Le Plan d’Épargne Retraite (PER) s’est imposé en quelques années comme l’un des principaux produits pour préparer financièrement sa retraite. Mais tous les contrats ne se valent pas : frais, choix des supports d’investissement ou souplesse de gestion peuvent fortement varier d’un établissement à l’autre.
Dans ce contexte, transférer son PER vers un autre contrat peut permettre d’améliorer la performance de son épargne, de réduire les frais ou de bénéficier d’options plus flexibles. Conditions, délais, frais éventuels… Voici tout ce qu’il faut savoir pour transférer son PER efficacement.
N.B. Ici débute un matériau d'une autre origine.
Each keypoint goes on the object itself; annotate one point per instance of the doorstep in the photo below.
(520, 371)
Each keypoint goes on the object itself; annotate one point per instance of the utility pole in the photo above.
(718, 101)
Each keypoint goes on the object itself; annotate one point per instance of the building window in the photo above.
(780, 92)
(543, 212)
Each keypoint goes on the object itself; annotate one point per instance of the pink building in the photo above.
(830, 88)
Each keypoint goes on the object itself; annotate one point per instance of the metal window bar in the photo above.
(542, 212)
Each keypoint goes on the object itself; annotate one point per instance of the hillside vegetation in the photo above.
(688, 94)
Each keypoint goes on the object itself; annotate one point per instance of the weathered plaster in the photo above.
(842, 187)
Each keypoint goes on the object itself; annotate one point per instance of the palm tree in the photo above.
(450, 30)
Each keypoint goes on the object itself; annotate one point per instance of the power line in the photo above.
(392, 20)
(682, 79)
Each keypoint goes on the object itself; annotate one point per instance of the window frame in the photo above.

Transfert PER : définition, fonctionnement et cadre réglementaire
Il est tout à fait possible de transférer son Plan d’Épargne Retraite (PER). Dans bien des cas, c’est même une excellente décision pour optimiser son épargne retraite. Dans ce guide, nous vous expliquons quand et comment transférer votre PER, quelles sont les conditions à respecter, et surtout comment le faire de façon la plus efficace possible.
Qu’est-ce que le transfert d’un PER et pourquoi le faire ?
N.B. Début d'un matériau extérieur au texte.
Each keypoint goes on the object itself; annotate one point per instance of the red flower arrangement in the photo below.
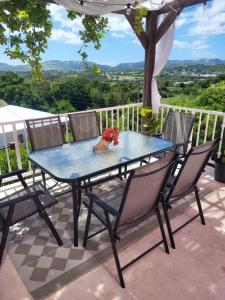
(108, 135)
(111, 134)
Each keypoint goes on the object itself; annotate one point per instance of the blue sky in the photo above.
(200, 33)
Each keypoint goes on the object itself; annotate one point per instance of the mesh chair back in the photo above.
(178, 129)
(192, 167)
(143, 190)
(45, 132)
(84, 125)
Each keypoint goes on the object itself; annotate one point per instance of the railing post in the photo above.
(17, 147)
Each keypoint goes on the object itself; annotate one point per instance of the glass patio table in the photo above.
(75, 162)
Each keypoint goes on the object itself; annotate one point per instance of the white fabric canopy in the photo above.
(101, 7)
(163, 50)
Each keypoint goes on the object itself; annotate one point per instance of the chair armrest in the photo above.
(14, 173)
(102, 204)
(15, 200)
Le PER (Plan d’Épargne Retraite) est un produit d’épargne à long terme créé par la loi Pacte de 2019 pour simplifier et remplacer les anciens dispositifs (PERP, Madelin, PERCO, article 83…). Son objectif est de vous permettre d’épargner pendant votre vie active afin de compléter vos revenus à la retraite, sous forme de rente viagère (revenu régulier à vie) et/ou de capital (versement en une ou plusieurs fois).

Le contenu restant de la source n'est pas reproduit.